STF - Relator pede que MEC se pronuncie em ação sobre limite de idade para ensino infantil e fundamental
O
ministro Luiz Fux, do Supremo Tribunal Federal, solicitou informações
ao Ministério da Educação (MEC), a serem prestadas no prazo de cinco
dias, sobre a Arguição de Descumprimento de Preceito Fundamental (ADPF)
292, ajuizada pela Procuradoria-Geral da República (PGU), com pedido de
liminar, contra normas do Conselho Nacional de Educação (CNE) que teriam
restringido o acesso de crianças à educação básica e gratuita. O
ministro aplicou o artigo 5º, parágrafo 2º, da Lei 9.882/1999 (Lei da
ADPF), “diante da relevância da matéria constitucional suscitada e
considerando a existência, em tese, de medidas judiciais típicas do
controle difuso para impugnação de ato do Poder Público”.
O
objeto da ADPF 292 é a Resolução 6/2010 da Câmara de Educação Básica do
CNE (CNE/CEB), que estabelece a exigência de quatro anos completos até
31 de março para ingresso no primeiro ano do ensino infantil, e a
Resolução 1/2010, que exige seis anos completos até a mesma data para
ingresso no primeiro ano do ensino fundamental. Tais regras, segundo a
PGR, burlam o comando constitucional que determina a oferta da educação
básica obrigatória e gratuita dos quatro aos 17 anos de idade (artigo
208, inciso I, da Constituição Federal) ao restringir o acesso àquelas
crianças que completem a idade mínima depois de 31 de março. A ADPF pede
a suspensão de dispositivos que condicionam o ingresso na pré-escola e
no ensino fundamental às respectivas idades mínimas, por considerar que
as crianças nascidas depois de 31 de março têm tratamento
discriminatório, pois só poderão ingressar no ensino infantil com cinco
anos, retardando também a entrada no ensino fundamental.
Em
outro ponto, a Procuradoria sustenta que as resoluções provocam
tratamento desigual entre as crianças dos diversos estados da Federação,
violando o princípio da isonomia no acesso à educação pois, em
decorrência de ações civis públicas sem eficácia nacional, as normas
questionadas estão suspensas nos estados da Bahia, Minas Gerais,
Pernambuco e Rio Grande do Norte.
Segundo
a PGR, as crianças com restrição de acesso acabam por ter outro
prejuízo, pois só completarão o Ensino Fundamental com 18 anos de idade.

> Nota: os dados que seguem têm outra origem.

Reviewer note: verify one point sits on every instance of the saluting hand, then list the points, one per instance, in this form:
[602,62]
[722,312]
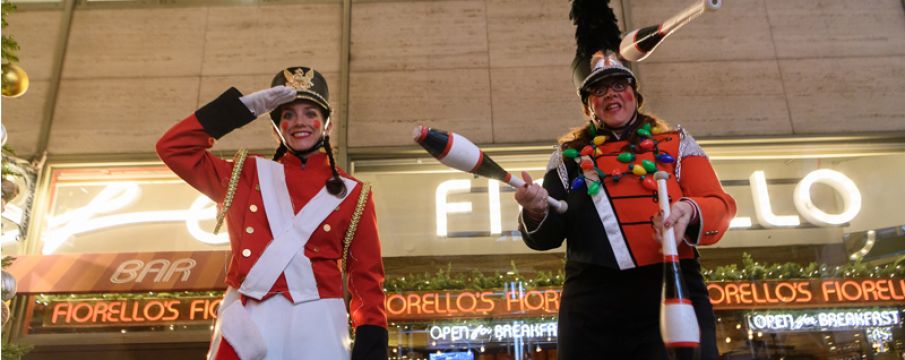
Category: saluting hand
[532,197]
[264,101]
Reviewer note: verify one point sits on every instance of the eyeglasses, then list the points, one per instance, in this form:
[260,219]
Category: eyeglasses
[618,85]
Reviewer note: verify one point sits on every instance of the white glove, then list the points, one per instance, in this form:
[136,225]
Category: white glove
[265,101]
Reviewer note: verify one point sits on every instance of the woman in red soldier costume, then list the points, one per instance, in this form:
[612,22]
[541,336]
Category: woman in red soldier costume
[292,220]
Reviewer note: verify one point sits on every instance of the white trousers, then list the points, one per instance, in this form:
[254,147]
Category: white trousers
[317,329]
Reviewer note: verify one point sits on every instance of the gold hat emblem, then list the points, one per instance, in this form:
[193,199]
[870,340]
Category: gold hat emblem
[299,80]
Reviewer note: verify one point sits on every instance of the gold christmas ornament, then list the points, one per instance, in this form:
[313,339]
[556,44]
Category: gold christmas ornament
[15,81]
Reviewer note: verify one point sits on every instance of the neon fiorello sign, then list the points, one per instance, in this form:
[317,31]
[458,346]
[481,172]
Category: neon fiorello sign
[763,209]
[102,212]
[830,320]
[497,332]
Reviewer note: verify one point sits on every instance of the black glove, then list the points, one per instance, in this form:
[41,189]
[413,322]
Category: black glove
[371,343]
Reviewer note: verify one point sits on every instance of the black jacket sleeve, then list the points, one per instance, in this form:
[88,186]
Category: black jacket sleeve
[226,113]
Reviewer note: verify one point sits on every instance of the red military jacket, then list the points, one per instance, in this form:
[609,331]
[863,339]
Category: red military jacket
[184,150]
[692,178]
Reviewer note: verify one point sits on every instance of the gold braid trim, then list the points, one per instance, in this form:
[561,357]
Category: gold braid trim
[238,162]
[356,217]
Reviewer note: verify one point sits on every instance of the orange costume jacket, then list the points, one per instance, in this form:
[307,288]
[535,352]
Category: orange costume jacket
[184,150]
[613,228]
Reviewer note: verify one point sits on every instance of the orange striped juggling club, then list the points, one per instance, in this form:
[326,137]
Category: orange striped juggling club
[459,153]
[639,43]
[678,322]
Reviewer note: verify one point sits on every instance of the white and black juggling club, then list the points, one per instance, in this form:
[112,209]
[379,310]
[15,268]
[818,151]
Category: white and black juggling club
[639,43]
[678,322]
[459,153]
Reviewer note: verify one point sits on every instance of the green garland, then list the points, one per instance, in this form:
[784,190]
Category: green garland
[9,45]
[753,270]
[15,351]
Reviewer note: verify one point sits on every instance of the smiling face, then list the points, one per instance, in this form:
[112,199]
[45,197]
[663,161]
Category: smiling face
[302,124]
[613,101]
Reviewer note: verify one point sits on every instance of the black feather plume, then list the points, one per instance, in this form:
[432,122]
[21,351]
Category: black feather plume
[595,29]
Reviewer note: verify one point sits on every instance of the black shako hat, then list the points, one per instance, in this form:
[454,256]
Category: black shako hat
[597,38]
[309,85]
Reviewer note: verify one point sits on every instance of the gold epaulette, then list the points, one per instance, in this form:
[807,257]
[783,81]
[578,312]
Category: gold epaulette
[238,162]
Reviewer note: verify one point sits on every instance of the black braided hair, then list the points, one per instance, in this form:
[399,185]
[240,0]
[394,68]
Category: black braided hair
[335,184]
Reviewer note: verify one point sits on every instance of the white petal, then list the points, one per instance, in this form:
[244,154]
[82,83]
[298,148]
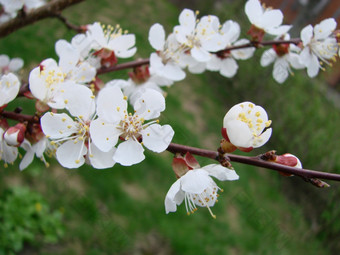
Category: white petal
[231,31]
[68,55]
[100,159]
[173,72]
[280,70]
[187,20]
[104,135]
[195,181]
[264,137]
[200,54]
[157,36]
[268,57]
[294,60]
[9,88]
[253,10]
[83,73]
[57,125]
[271,18]
[229,67]
[129,152]
[111,104]
[278,31]
[29,155]
[313,67]
[149,104]
[15,64]
[239,133]
[324,29]
[37,85]
[71,155]
[306,34]
[213,43]
[127,53]
[174,197]
[4,60]
[197,67]
[221,173]
[157,138]
[243,53]
[80,101]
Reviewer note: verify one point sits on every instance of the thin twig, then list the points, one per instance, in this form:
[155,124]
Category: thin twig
[255,161]
[127,65]
[20,117]
[51,9]
[69,25]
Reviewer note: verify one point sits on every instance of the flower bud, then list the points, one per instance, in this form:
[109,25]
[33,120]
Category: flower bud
[14,136]
[181,165]
[288,160]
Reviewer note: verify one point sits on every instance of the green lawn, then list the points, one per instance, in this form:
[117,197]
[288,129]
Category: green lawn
[121,210]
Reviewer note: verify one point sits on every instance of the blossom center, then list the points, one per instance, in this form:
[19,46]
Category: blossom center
[131,126]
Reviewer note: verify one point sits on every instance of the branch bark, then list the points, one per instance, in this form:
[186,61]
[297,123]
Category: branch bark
[255,161]
[51,9]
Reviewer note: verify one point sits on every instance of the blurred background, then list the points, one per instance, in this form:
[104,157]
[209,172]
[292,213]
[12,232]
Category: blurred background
[121,210]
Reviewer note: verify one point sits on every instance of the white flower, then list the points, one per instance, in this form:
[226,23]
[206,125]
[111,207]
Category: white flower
[37,149]
[7,153]
[10,65]
[268,20]
[134,90]
[224,61]
[73,136]
[15,135]
[110,43]
[50,82]
[115,122]
[246,126]
[284,57]
[72,65]
[197,188]
[164,63]
[319,46]
[9,88]
[198,38]
[11,7]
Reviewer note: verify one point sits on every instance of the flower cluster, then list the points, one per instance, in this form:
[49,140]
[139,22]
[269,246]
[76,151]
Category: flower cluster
[10,8]
[194,185]
[80,120]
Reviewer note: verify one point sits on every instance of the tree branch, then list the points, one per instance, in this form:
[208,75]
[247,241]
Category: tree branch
[48,10]
[146,61]
[255,161]
[131,64]
[20,117]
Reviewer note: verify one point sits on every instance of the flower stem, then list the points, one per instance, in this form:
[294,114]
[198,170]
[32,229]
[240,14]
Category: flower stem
[255,161]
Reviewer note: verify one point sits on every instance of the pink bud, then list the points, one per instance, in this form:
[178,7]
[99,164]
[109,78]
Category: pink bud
[181,165]
[288,160]
[14,136]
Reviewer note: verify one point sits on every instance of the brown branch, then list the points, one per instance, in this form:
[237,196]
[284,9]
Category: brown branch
[131,64]
[255,161]
[48,10]
[146,61]
[257,44]
[69,25]
[20,117]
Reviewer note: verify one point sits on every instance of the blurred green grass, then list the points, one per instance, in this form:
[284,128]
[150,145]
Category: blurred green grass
[121,210]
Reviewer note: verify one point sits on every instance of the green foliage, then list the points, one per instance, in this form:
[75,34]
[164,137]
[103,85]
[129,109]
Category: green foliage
[26,219]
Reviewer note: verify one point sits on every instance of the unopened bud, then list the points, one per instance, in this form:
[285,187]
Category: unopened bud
[288,160]
[181,165]
[14,136]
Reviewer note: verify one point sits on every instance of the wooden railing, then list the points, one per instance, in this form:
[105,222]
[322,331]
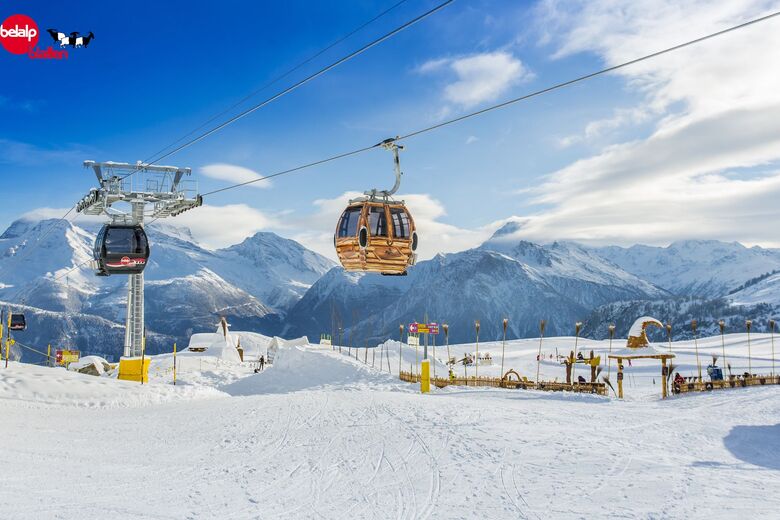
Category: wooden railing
[725,384]
[495,382]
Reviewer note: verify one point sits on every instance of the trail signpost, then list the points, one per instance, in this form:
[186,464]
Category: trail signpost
[64,357]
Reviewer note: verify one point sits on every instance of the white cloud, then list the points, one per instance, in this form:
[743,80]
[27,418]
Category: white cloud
[478,78]
[221,226]
[595,130]
[234,174]
[709,167]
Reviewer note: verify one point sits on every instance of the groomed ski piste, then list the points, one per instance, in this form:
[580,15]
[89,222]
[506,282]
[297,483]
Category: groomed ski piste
[320,434]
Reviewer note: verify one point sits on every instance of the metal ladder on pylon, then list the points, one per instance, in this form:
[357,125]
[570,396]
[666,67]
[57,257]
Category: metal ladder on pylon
[134,329]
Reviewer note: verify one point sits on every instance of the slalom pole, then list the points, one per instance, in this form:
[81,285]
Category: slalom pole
[611,329]
[400,341]
[577,327]
[748,325]
[542,325]
[476,361]
[503,348]
[694,326]
[174,364]
[772,332]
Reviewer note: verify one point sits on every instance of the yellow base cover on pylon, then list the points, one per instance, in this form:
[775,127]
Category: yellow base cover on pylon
[130,369]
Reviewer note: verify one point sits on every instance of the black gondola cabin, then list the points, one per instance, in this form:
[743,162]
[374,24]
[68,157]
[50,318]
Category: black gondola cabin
[18,322]
[121,249]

De acordo com a ADPF, esse fator causará maior evasão escolar, “já que
os jovens com 18 anos de idade não mais ficarão vinculados à decisão do
poder familiar dos pais, que, por sua vez, por ausência de poder sobre
os filhos maiores, não mais poderão impedir que estes jovens abandonem a
escola”.
Para
a parte autora, o pedido de liminar se justifica em razão das
providências que estados e municípios deverão adotar para organizarem as
atividades escolares para o próximo ano letivo.